Separate from the Interim Rule, the guidance provides for a Transition Rule. Under this Rule, until publication of further guidance, exempt organizations can treat a single partnership interest acquired before August 21, 2018 as a single trade or business whether or not the partnership (or any lower-tier partnership) directly or indirectly conducts multiple trades or businesses.
However, unlike the Interim Rule, multiple partnership interests qualifying under the Transition Rule cannot be aggregated to treat the aggregate group of partnership interests as a single trade or business.
In addition to the above, the notice addressed a number of other knotty problems relating to UBIT siloing that have vexed practitioners. With respect to partnerships, it stated that debt-financed income is aggregated with other partnership income. Guidance is not provided on debt-financed income outside of the partnership context; however, the IRS explores this issue in the notice and requests comments.
In addition, the notice clarifies that transportation and parking fringes are not subject to the siloing rule.
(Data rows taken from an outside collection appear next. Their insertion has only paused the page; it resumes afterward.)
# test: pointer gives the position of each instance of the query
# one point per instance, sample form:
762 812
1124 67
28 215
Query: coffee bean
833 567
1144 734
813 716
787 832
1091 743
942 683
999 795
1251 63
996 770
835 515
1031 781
Finally, the notice confirms that NOLs in years before January 1, 2018 may be used without siloing.
One strategy that exempt organizations may wish to consider in light of the new rules is formation of a taxable subsidiary to conduct unrelated businesses. For a taxable organization, unlimited offset across lines of business is permitted. However, there are a number of disadvantages to this approach. For example, liquidation can give rise to a deemed income event, 100% of debt-financed income is subject to tax and prior carryforwards cannot be used for the contributed business. In addition, use of a for-profit subsidiary may not present the desired optics for institutions that like to conduct business in their own name. I advise delaying action until final guidance is issued.